To calculate the margin of error for a confidence interval, you can use the formula:

\[ \text{Margin of Error} = z \times \left(\frac{\sigma}{\sqrt{n}}\right) \]

Where:

\( z \) is the z-score corresponding to the confidence level,
\( \sigma \) is the standard deviation,
\( n \) is the sample size.

For a 90% confidence level, the z-score (which corresponds to the critical value for a two-tailed test) is approximately 1.645.

Given:

Standard deviation (\( \sigma \)) = 5
Sample size (\( n \)) = 500

Now, let's calculate the standard error (SE):

\[ \text{Standard Error} = \frac{\sigma}{\sqrt{n}} = \frac{5}{\sqrt{500}} \]
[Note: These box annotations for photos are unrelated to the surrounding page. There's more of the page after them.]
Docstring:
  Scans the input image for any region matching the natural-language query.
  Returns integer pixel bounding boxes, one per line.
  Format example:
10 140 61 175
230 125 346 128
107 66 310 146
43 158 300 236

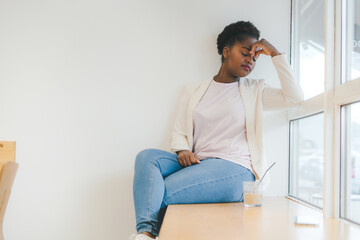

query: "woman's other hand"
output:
250 38 280 59
177 150 200 167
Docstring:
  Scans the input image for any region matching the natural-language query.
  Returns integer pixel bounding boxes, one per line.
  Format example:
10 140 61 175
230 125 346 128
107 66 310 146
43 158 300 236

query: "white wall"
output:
0 0 290 240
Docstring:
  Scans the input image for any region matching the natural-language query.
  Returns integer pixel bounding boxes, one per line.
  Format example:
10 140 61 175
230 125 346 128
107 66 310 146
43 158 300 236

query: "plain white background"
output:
0 0 290 240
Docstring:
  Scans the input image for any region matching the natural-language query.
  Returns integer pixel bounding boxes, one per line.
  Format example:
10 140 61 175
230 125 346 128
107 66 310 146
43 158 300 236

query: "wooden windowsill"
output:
159 196 360 240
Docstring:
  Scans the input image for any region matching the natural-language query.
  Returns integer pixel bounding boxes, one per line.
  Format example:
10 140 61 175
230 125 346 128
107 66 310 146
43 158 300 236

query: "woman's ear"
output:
223 46 230 59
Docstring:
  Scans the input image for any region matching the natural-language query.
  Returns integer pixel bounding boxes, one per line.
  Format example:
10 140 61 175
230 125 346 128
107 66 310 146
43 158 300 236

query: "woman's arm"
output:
262 53 304 111
170 85 191 153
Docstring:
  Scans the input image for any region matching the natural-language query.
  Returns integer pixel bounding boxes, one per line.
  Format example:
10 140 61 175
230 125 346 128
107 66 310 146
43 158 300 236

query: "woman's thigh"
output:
162 158 255 207
135 148 182 178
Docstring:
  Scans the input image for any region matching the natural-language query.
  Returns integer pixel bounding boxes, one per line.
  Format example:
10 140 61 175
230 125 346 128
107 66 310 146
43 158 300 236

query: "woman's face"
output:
223 37 258 77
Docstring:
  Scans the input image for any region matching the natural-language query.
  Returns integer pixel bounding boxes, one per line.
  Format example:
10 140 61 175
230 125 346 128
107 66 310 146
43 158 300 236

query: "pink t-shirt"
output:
193 79 252 171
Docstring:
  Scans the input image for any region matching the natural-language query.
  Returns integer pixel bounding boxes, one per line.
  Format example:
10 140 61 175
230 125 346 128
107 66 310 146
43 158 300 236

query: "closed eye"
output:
242 53 256 62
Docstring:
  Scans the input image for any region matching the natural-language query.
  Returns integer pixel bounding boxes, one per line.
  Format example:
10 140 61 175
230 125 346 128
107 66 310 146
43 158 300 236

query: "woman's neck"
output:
213 64 240 83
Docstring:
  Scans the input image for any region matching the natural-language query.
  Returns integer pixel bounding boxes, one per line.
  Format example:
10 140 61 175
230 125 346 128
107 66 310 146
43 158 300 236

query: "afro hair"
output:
217 21 260 62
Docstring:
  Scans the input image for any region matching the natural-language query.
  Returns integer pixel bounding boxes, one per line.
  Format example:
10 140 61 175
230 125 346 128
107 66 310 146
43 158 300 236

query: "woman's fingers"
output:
178 151 200 167
194 155 200 163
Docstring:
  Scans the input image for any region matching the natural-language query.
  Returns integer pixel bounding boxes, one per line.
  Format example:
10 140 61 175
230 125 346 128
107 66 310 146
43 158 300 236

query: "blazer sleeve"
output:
170 85 191 153
262 53 304 111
Calculating \( \sqrt{500} \):

\[ \sqrt{500} \approx 22.36 \]

Now calculate the standard error:

\[ \text{Standard Error} = \frac{5}{22.36} \approx 0.2236 \]

Now, compute the margin of error:

\[ \text{Margin of Error} = 1.645 \times 0.2236 \approx 0.3674 \]

Finally, rounding the margin of error to the nearest hundredth:

\[ \text{Margin of Error} \approx 0.37 \]

So, the margin of error is approximately 0.37.